Linux等待队列waitqueue

最新推荐文章于 2023-12-13 10:51:42 发布

瑜珈山神

最新推荐文章于 2023-12-13 10:51:42 发布

阅读量1.5k

点赞数

分类专栏： Linux 文章标签： linux 内核

本文链接：https://blog.csdn.net/fickyou/article/details/73277514

版权

Linux 专栏收录该内容

40 篇文章 3 订阅

订阅专栏

waitqueue

- waitqueue
  - 创建一个等待队列
  - 让当前进程开始等待
- 唤醒等待队列上的进程

内核中提供了等待队列，作用是实现阻塞操作。等待队列用于使进程等待某一特定的事件发生而无需频繁的轮询，进程在等待期间睡眠，在某些事件发生时，由内核自动唤醒。
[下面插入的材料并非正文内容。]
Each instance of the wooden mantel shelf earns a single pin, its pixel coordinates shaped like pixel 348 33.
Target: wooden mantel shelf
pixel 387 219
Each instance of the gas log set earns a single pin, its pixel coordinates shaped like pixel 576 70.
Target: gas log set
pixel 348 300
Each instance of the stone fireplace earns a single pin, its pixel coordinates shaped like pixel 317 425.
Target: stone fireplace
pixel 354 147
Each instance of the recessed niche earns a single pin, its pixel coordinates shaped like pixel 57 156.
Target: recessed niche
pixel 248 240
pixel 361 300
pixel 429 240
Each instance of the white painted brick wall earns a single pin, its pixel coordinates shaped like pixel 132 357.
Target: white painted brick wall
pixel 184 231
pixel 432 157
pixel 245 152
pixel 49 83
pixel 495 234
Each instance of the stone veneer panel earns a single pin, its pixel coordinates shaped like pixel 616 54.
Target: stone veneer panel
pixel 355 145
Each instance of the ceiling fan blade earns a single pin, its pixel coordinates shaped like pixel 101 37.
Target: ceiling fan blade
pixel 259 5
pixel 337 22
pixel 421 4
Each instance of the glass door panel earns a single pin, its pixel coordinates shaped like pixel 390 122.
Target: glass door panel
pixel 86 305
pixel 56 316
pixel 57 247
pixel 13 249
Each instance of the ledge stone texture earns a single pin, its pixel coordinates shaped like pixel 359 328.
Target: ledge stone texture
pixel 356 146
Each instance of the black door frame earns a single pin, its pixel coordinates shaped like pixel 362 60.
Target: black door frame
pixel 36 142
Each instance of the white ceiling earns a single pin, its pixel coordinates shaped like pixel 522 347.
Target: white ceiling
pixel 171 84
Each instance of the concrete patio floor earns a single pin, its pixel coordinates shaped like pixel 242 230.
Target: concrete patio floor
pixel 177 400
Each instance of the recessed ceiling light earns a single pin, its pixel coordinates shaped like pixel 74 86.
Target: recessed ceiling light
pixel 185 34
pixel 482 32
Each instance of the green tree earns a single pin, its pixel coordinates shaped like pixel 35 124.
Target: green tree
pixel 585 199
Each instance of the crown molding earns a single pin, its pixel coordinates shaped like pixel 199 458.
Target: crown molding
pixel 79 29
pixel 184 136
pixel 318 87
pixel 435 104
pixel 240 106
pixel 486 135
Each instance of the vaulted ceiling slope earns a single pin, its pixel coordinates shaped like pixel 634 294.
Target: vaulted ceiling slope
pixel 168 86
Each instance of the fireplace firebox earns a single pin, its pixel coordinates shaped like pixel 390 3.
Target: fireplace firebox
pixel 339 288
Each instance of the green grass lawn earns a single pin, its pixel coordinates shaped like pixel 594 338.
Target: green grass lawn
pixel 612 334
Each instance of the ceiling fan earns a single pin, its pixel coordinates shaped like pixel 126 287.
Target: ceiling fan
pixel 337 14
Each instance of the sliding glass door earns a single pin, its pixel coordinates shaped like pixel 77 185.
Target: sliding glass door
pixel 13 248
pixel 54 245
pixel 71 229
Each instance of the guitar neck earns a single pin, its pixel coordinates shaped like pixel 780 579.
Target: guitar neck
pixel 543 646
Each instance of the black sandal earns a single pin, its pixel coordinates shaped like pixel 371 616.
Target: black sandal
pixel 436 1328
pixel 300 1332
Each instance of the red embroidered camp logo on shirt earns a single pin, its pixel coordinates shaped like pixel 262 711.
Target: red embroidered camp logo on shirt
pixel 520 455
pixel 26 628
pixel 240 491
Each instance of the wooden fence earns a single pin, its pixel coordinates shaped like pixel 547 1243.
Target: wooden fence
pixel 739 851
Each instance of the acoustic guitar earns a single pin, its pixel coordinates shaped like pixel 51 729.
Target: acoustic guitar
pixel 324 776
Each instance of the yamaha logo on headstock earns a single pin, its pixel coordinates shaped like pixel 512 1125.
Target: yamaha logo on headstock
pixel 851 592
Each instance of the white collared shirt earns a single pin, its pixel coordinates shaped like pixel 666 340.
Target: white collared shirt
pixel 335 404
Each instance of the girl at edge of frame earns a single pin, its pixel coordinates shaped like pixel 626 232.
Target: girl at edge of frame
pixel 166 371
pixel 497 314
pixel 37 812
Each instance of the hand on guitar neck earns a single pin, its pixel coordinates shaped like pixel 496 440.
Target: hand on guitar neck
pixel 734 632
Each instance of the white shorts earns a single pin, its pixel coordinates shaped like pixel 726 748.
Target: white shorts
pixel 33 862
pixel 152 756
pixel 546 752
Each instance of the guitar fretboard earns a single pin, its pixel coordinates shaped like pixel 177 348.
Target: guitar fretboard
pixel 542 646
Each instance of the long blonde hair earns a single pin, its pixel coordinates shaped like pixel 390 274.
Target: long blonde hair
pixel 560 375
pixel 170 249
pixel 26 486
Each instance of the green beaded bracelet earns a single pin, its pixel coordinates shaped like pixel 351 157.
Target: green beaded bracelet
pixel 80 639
首先，Linux中所有的进程都是由task_struct这个结构管理。在生成进程的时候会分配一个task_struct结构，之后将通过这个结构对进程进行管理。task_struct位于独立的连续区间。task_struct结构中有一个state成员，有下面几种状态：

状态	说明
TASK_RUNNING	执行可能状态
TASK_INTERRUPTIBLE	等待状态，可接受信号
TASK_UNINTERRUPTIBLE	等待状态，不能接受信号
TASK_ZOMBIE	僵尸状态，exit后的状态
TASK_STOPPED	延缓状态

1. 创建一个等待队列

Linux内核中，wait_queue_head_t代表一个等待队列头，wait_queue_head_t数据结构如下：

struct __wait_queue_head {
    spinlock_t lock;            // 自旋锁，确保对链表操作的原子性
    struct list_head task_list; // 链表
};
typedef struct __wait_queue_head wait_queue_head_t;

等待队列中每个元素用wait_queue_t来表示，wait_queue_t数据结构如下：

typedef struct __wait_queue wait_queue_t;
struct __wait_queue {
    unsigned int flags;         // WQ_FLAG_EXCLUSIVE-表示等待进程想要被独占地唤醒； 0-可以和其他进程一起唤醒。
#define WQ_FLAG_EXCLUSIVE 0x01  // 在结构体中定义宏跟一般的宏没区别，这里表示flags会用到该宏，提高直观性。
    void *private;              // 指向等待进程的task_struct地址
    wait_queue_func_t func;     // 用于唤醒被挂起任务的回调函数
    struct list_head task_list; // 链表元素，用于链接到wait_queue_head_t中的task_list链表中
};

① 可以调用init_waitqueue_head接口来初始化此队列，init_waitqueue_head主要是将wait_queue_head_t结构体中的两个成员进行初始化。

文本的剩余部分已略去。